First, the terms miss the point of the idea that autism exists on a spectrum. This means that as individuals we have varying degrees of capability in a long list of areas. Any individual may not have certain traits or the traits they do have may present differently than in another autistic person. If you understand calculus, then you might think about the spectrum as a curve, or, perhaps more accurately, many curves. An individual can exist anywhere on these multiple curves depending on what the curve represents. It could mean that on one curve the individual excels at a thing and on another they perform less effectively. You can try to take the sum of those curves and place them on one curve that represent autism broadly and attempt to define their place on the spectrum, but then we fall into a trap of saying “high functioning” or “low functioning” without regard for the persons ability to function in a wide variety of areas.
The idea of functionality is often based on a comparison to ideal neurotypical functionality. This presents its own problems. It assumes that neurotypical functionality is the ideal and superior way to be. Many people with autism can point out weaknesses in neurotypical thought, but because it is an accepted way of thinking by the majority, it is arrogantly considered superior.
The term “high functioning” also comes with some additional problems. The term reflects the idea that the person who is “high functioning” can present as neurotypical. It ignores the fact that we are still autistic and the struggle that we go through every day to keep up the façade. It is a lot of work to appear neurotypical. The term also shows complete disregard for the experience that many autistics had that lead to them being able to present as neurotypical. For many autistics considered “high functioning” they were subject to a lot of abuse and mistreatment to be conditioned to behave that way out of fear. That anxiety is something they carry every day. Every day they live in a world of fear and anxiety to behave in a way that goes against their very nature to please other people, so they aren’t treated badly and can achieve the things they wish to achieve. The life of the “high functioning” autistic is one of continues self-monitoring, emotional suppression, consideration of every word used, whether to speak at all, wondering how much to speak, hiding or suppressing stimming behavior, possibly dealing with sensory issues, etc.

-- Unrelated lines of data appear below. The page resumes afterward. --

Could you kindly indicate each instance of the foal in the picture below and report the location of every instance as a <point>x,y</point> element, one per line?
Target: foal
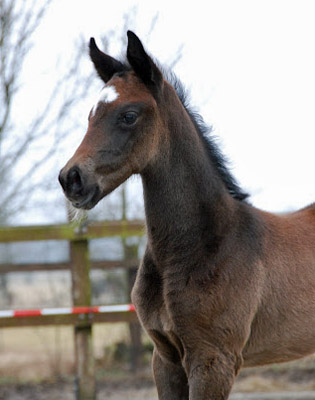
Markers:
<point>222,284</point>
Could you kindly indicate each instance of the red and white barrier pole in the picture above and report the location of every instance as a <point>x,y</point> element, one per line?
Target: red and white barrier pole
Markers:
<point>67,310</point>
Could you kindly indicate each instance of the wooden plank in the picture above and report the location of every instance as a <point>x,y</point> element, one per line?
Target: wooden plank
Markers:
<point>106,264</point>
<point>71,231</point>
<point>81,296</point>
<point>68,319</point>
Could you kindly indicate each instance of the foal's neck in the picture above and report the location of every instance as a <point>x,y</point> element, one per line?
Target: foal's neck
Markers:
<point>186,202</point>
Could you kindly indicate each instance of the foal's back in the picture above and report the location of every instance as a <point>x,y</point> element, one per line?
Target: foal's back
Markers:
<point>283,328</point>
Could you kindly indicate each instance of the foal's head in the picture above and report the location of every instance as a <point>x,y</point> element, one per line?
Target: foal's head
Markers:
<point>124,126</point>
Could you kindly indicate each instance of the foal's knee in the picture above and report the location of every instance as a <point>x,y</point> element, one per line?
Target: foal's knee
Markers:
<point>211,376</point>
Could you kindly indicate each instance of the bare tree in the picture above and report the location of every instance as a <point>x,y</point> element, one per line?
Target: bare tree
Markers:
<point>18,23</point>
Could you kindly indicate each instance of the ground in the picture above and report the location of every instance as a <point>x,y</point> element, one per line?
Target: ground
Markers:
<point>38,364</point>
<point>293,377</point>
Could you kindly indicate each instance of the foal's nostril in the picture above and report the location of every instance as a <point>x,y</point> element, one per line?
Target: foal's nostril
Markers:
<point>62,180</point>
<point>74,181</point>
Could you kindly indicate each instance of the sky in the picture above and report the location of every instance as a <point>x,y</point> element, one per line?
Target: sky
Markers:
<point>248,65</point>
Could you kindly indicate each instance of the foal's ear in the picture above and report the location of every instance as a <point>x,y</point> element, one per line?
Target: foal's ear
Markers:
<point>105,65</point>
<point>142,64</point>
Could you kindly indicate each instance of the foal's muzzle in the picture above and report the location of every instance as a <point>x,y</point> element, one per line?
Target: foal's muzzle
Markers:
<point>78,190</point>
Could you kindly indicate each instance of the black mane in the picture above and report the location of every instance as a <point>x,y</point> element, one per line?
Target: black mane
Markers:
<point>218,160</point>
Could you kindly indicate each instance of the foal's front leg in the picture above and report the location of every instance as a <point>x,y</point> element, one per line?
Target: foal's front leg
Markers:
<point>211,375</point>
<point>170,378</point>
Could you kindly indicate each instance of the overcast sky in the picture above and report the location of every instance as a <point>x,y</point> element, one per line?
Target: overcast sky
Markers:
<point>250,69</point>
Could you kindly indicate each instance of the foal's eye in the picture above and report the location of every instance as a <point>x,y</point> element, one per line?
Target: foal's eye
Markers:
<point>129,118</point>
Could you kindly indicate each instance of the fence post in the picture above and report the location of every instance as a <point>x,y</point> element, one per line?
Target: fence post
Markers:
<point>81,296</point>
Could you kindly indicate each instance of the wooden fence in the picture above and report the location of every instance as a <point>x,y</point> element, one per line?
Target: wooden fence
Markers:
<point>80,265</point>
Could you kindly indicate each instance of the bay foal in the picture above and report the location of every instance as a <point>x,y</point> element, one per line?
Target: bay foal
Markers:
<point>222,284</point>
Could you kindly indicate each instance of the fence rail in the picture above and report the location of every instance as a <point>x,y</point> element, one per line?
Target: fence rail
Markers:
<point>80,266</point>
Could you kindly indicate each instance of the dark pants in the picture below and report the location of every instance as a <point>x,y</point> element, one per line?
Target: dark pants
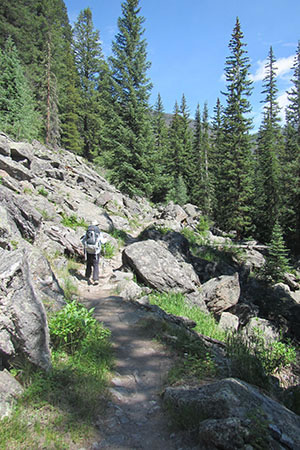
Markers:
<point>92,262</point>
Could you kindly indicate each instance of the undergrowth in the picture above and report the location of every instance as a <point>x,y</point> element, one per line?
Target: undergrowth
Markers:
<point>58,407</point>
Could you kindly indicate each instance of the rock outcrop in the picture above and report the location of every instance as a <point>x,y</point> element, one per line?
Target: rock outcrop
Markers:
<point>231,414</point>
<point>46,199</point>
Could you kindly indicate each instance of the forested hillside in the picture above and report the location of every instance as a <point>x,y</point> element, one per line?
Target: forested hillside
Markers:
<point>57,87</point>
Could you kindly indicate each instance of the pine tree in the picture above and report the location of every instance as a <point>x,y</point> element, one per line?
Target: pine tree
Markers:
<point>236,165</point>
<point>196,163</point>
<point>131,151</point>
<point>207,169</point>
<point>88,56</point>
<point>32,25</point>
<point>70,136</point>
<point>290,164</point>
<point>161,179</point>
<point>18,116</point>
<point>216,145</point>
<point>277,262</point>
<point>186,136</point>
<point>269,147</point>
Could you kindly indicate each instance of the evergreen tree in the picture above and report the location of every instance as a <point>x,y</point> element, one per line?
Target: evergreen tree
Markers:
<point>186,137</point>
<point>269,147</point>
<point>277,258</point>
<point>131,149</point>
<point>51,101</point>
<point>33,25</point>
<point>290,163</point>
<point>207,169</point>
<point>161,178</point>
<point>236,165</point>
<point>70,136</point>
<point>216,145</point>
<point>196,163</point>
<point>18,116</point>
<point>88,56</point>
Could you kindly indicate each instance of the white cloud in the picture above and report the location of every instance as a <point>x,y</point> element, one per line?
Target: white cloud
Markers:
<point>283,65</point>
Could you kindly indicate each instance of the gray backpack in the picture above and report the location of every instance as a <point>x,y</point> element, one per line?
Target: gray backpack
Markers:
<point>92,240</point>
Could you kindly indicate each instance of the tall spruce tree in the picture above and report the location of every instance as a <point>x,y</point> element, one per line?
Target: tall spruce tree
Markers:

Even after doing all the things high functioning people do on top of trying to live their life and achieve the things neurotypicals do, and because they present as neurotypical, they often have their autism diagnosis questioned or their experience diminished. Those with “high functioning” autism often get to hear “You don’t seem autistic.” This is a phrase that either applauds us for meeting the superior neurotypical way of being or is used to question the diagnosis.
“Low functioning” autistics are often infantilized. This measure is all to often applied simply because some very noticeable aspect of the autistic person doesn’t live up to neurotypical expectations. Such an example might be an autistic that can live independently but doesn’t speak with their mouth. That person may very well speak using a computer or writing. They may very well be able to communicate just fine, but they just don’t talk. For this they are labeled as “low functioning.”
The idea behind these two terms always comes back to neurotypical centrism. These two terms need to be removed from our language. An autistic person is just a person with various levels of capability in certain areas. They are just autistic. We also need to understand that the neurotypical neurotype isn’t necessarily superior. The idea of strength and weakness in a certain area of cognitive functionality depend on the situation and metric being used to make the assessment. For this to change, neurotypicals will have to leave their comfort zone and start thinking and speaking differently when it comes to autism.